Le Maroc et la France renforcent leur coopération contre le blanchiment d’argent et le financement du terrorisme
Le Maroc et la France ont signé ce mercredi un nouvel accord visant à renforcer la coopération bilatérale dans le domaine de la lutte contre le blanchiment d’argent et le financement du terrorisme. La signature a eu lieu en marge de la cinquième conférence internationale No Money for Terror organisée dans la capitale française, avec la participation de plus de 70 délégations représentant des États et des organisations internationales.
Cet accord s’inscrit dans le cadre de l’élargissement de la coordination entre les autorités financières et sécuritaires des deux pays. Il vise à faciliter l’échange d’informations relatives aux transactions financières suspectes entre l’unité française Tracfin et l’Autorité nationale marocaine du renseignement financier. L’objectif est de renforcer les mécanismes de détection et de suivi des activités illicites. Un communiqué conjoint publié à cette occasion indique que le nouvel accord permettra de développer la coopération opérationnelle ainsi que l’échange d’expertises techniques et de terrain entre les deux institutions.

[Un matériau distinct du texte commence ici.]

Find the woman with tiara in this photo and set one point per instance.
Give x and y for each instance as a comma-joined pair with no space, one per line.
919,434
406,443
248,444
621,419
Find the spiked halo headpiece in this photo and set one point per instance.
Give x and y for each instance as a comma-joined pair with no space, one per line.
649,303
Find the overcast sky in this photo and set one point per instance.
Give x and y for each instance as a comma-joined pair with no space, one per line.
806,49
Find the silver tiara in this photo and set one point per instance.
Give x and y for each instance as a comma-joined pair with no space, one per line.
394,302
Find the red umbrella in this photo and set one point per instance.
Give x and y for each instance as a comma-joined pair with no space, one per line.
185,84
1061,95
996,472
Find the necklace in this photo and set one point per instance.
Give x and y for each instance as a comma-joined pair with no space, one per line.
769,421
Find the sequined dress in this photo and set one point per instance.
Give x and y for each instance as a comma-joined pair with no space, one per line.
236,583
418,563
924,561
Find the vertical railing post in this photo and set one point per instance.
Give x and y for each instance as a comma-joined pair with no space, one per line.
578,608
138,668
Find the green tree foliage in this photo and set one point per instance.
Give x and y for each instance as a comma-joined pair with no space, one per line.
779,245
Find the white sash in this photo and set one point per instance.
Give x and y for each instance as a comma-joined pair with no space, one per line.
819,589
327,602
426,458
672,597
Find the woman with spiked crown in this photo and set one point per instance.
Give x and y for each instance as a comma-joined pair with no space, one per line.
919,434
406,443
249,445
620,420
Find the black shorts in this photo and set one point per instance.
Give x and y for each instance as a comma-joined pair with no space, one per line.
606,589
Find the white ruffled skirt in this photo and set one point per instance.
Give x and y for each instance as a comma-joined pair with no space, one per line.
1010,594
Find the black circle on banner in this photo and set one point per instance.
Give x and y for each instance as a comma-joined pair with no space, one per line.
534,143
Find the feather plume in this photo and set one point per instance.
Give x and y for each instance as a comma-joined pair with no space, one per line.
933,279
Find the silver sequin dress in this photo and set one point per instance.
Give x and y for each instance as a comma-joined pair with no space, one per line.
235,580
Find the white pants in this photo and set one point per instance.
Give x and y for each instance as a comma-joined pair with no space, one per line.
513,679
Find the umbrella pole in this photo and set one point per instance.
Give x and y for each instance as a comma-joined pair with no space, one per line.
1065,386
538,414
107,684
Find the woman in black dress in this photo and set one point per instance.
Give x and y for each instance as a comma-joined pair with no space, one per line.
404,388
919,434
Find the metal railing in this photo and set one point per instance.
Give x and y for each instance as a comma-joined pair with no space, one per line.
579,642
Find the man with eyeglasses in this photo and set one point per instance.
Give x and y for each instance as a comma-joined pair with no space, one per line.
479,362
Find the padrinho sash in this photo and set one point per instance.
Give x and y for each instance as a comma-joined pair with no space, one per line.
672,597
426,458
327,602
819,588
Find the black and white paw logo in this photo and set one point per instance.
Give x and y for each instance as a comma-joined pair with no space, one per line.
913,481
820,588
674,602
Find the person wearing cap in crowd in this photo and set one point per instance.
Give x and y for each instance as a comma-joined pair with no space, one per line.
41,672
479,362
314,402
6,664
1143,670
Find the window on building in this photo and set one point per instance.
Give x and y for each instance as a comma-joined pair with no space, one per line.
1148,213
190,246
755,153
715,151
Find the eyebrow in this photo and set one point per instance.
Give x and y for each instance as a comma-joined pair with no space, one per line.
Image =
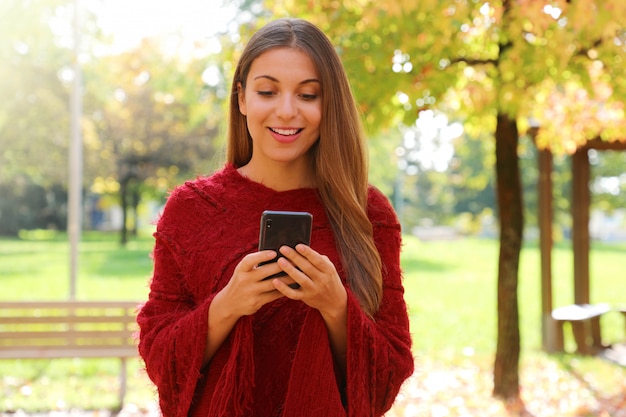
274,79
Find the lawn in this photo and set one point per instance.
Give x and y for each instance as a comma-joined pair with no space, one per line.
450,290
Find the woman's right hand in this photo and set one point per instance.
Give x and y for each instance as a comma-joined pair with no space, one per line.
246,291
245,294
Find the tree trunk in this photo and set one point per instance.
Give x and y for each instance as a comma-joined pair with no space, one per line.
511,217
124,204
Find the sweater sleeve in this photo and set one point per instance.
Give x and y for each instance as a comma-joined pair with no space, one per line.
173,329
379,349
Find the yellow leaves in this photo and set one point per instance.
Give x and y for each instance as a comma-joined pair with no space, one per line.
569,115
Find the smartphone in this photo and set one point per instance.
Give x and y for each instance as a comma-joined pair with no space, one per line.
280,228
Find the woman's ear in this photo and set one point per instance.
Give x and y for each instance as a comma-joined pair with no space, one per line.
241,98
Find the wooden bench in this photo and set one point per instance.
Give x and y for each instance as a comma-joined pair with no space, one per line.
585,322
69,329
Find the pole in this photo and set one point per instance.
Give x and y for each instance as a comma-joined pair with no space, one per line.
74,221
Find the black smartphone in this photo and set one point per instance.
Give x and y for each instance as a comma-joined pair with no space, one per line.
279,228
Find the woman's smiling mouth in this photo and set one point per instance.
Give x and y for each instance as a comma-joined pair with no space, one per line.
285,132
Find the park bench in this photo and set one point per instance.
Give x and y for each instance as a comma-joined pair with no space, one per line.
70,329
585,323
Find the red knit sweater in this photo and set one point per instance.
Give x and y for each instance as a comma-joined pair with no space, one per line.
277,362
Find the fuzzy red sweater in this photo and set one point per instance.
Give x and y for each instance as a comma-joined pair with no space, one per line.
277,362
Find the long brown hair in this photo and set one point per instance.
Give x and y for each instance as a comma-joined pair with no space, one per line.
339,157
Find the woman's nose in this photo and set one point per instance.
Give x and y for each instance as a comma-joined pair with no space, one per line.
286,107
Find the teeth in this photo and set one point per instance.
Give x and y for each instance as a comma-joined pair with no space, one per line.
286,132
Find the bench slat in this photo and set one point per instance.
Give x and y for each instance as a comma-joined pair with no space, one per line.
51,353
73,319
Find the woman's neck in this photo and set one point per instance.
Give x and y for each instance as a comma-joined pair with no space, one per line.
279,177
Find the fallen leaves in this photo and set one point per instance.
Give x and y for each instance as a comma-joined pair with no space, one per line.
550,387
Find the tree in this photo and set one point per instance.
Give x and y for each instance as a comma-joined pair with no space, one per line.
495,62
152,121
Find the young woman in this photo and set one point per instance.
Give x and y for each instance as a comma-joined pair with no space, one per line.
216,337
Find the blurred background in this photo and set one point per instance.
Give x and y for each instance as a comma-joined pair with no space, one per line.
106,105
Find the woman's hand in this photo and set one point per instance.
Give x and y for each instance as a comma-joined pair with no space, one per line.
245,293
320,288
320,285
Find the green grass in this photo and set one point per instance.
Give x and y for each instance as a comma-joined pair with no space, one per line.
450,290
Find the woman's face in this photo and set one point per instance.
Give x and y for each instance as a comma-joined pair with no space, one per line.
283,106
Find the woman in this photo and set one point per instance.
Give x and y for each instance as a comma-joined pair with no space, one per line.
216,337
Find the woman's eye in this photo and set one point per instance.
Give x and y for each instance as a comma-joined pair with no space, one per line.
309,97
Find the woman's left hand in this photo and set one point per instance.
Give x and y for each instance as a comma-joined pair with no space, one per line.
320,285
320,288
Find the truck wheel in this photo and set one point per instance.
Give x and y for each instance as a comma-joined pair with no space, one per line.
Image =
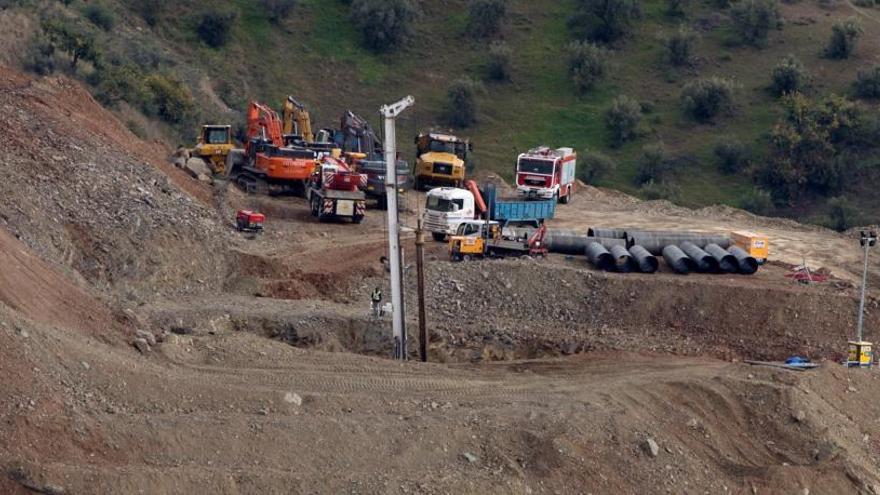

Cela doit accroître l’efficacité des efforts communs face aux réseaux liés au blanchiment d’argent et au financement des organisations terroristes. L’annonce de cette mesure est intervenue à l’issue d’une rencontre entre le ministre français de l’Économie et des Finances Roland Lescure et la ministre marocaine de l’Économie et des Finances Nadia Fettah Alaoui, en marge des travaux de la conférence internationale tenue à Paris. Dans le même contexte, les participants à la conférence ont mis en garde contre la montée des risques liés à l’utilisation des innovations financières récentes, notamment les actifs cryptographiques et les monnaies numériques, pour financer des activités terroristes et transférer des fonds par des circuits difficiles à tracer.
Le communiqué final de la conférence a souligné que faire face à ces défis exige l’adoption de cadres réglementaires plus stricts fondés sur les recommandations du Groupe d’action financière GAFI, ainsi que le renforcement de la coopération internationale afin de combler les failles juridiques et réglementaires que les groupes extrémistes pourraient exploiter entre les différents systèmes judiciaires. Les participants ont également insisté sur la nécessité de permettre aux enquêteurs et aux autorités compétentes d’accéder de manière régulière et rapide aux données relatives aux actifs cryptographiques.
Cela contribuerait à remonter aux sources de financement illicite et à renforcer les efforts internationaux visant à lutter contre le terrorisme et à tarir ses sources de financement.